Much as the molten core of its world swills deep below its grassy topsoil, so Minecraft the game is buried somewhere deep beneath the crust of Minecraft the phenomenon. This is no great surprise.
An independent web-game written in an outmoded language and drawn with rudimentary blocks and 16-bit colours that finds unprecedented financial success will confound the wisdom of most video game critics, consultants and publishing mavens. So it’s inevitable that discussion of the “what” will be smothered by discussion of the “how” and the “why”.
Released long before it was finished, Minecraft has no in-game tutorial, no instruction pages and few explicit goals. November’s update moved the game from its extended beta into full release by introducing an endgame, but players are still forced to adventure outside of the confines of the game in search of YouTube videos to explain how to make one’s mark.

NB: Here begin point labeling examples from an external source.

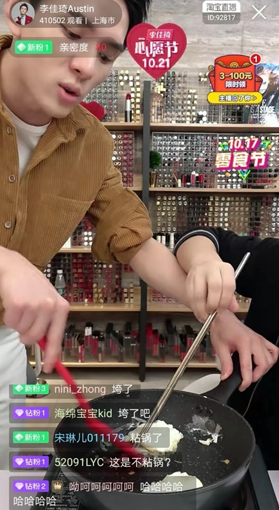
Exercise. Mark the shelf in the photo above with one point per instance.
(175, 363)
(133, 364)
(113, 307)
(123, 126)
(215, 190)
(175, 308)
(214, 128)
(96, 364)
(77, 249)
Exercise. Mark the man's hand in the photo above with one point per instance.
(210, 287)
(32, 305)
(228, 335)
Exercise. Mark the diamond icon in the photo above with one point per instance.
(19, 412)
(21, 47)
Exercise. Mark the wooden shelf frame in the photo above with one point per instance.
(127, 364)
(212, 191)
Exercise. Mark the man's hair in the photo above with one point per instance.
(137, 10)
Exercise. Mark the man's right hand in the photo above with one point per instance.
(31, 304)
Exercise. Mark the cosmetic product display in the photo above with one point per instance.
(244, 215)
(123, 155)
(85, 343)
(113, 94)
(217, 168)
(196, 160)
(128, 111)
(88, 281)
(172, 342)
(181, 98)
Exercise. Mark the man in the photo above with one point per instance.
(259, 280)
(23, 19)
(56, 167)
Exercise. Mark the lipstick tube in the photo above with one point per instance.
(162, 349)
(121, 349)
(183, 349)
(128, 109)
(155, 346)
(95, 343)
(101, 348)
(134, 344)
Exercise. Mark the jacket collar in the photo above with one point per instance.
(76, 122)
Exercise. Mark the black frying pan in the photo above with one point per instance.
(221, 467)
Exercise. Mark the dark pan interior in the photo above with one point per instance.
(235, 446)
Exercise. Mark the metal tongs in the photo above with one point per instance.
(191, 352)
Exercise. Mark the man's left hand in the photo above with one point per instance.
(228, 335)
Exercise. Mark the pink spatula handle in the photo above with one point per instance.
(97, 426)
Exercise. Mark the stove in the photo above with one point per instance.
(256, 493)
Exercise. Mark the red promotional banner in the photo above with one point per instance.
(234, 79)
(156, 50)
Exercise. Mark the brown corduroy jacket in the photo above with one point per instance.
(69, 175)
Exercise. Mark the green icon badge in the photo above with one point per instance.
(30, 437)
(33, 47)
(30, 389)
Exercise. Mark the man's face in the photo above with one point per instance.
(45, 81)
(23, 10)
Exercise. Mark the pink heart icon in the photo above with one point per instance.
(156, 50)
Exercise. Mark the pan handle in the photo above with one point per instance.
(225, 389)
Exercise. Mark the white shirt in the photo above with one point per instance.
(27, 139)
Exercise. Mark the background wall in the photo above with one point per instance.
(249, 36)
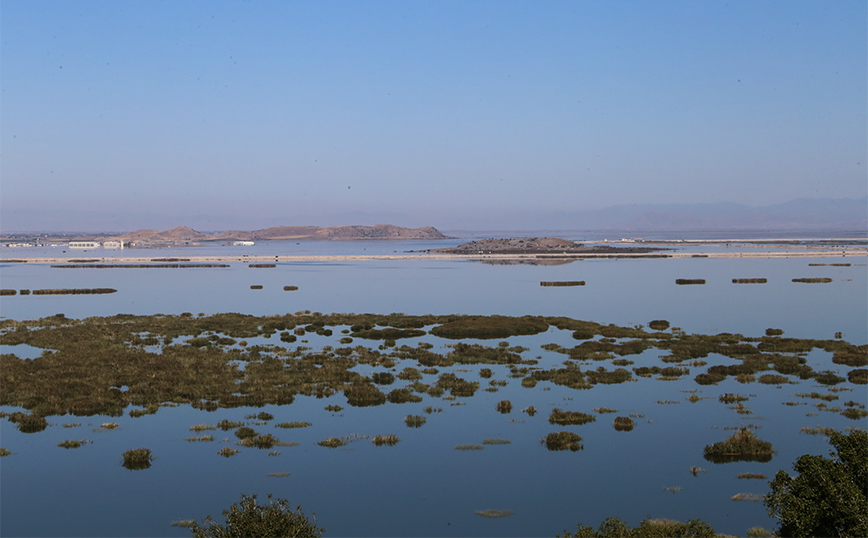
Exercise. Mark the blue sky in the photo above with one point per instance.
(136, 114)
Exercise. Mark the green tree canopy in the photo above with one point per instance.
(827, 497)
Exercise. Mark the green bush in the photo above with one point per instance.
(247, 518)
(827, 497)
(648, 528)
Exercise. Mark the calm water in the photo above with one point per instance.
(423, 486)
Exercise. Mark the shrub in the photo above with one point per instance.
(743, 445)
(563, 441)
(566, 418)
(138, 458)
(247, 518)
(648, 528)
(827, 497)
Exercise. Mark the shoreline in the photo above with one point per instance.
(807, 253)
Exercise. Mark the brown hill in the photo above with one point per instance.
(335, 233)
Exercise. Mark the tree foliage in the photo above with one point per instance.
(827, 497)
(246, 518)
(613, 527)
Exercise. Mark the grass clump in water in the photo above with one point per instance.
(137, 459)
(227, 452)
(414, 421)
(333, 442)
(563, 441)
(390, 440)
(743, 445)
(296, 424)
(569, 418)
(623, 424)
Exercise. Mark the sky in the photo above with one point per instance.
(121, 115)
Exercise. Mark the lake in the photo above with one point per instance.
(424, 486)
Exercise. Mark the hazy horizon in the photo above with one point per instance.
(220, 115)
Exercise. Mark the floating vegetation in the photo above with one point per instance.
(563, 441)
(493, 513)
(752, 476)
(333, 442)
(623, 424)
(743, 445)
(750, 497)
(137, 459)
(199, 427)
(389, 440)
(415, 421)
(568, 418)
(854, 414)
(773, 379)
(28, 423)
(487, 327)
(292, 425)
(227, 425)
(658, 325)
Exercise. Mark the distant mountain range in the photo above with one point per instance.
(335, 233)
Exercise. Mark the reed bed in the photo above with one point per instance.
(137, 459)
(569, 418)
(75, 291)
(143, 266)
(623, 424)
(389, 440)
(563, 441)
(743, 445)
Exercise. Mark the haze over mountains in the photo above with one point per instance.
(801, 214)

The basic rules are otherwise inscrutable, and, for players brought up on to-do list play, the passage of time largely aimless. And yet, in a few short months, Minecraft made its creator, Swede Markus “Notch” Persson, a multimillionaire, and revealed its player base to be one of the most creatively motivated in video games.
Why? In truth, the answer to the why is hidden inside the what.
Put aside Minecraft the phenomenon for a moment – the excited whispers of Lego deals, the unlikely merchandise, the endless industry awards snatched from the fists of Goliath blockbusters – and the in-game story of Minecraft is essentially the story of man: survival, hunting, community and, eventually, hubris.
The world is uniquely yours. All players share the 1×1 blocks that comprise its mountains, valleys, lakes and clouds, but their arrangement is randomly assigned to you alone. Day one and your goal is mere exploration, charting the terrain around you, a carefree sort of cartography as you feel out the contours of your domain, marvel at the scenery and build a mind map of natural landmarks to set your bearings by.
Then night falls and monsters rise; dead-eyed zombies, skeletons and camouflaged creepers, whose kindergarten path-finding AI has them pursue you with night-terror single-mindedness.
In a flash you spring from tourist to tormented, your goal shifting to a quest for survival as, using the action button, you begin to dig a cave with your bare hands in search of shelter.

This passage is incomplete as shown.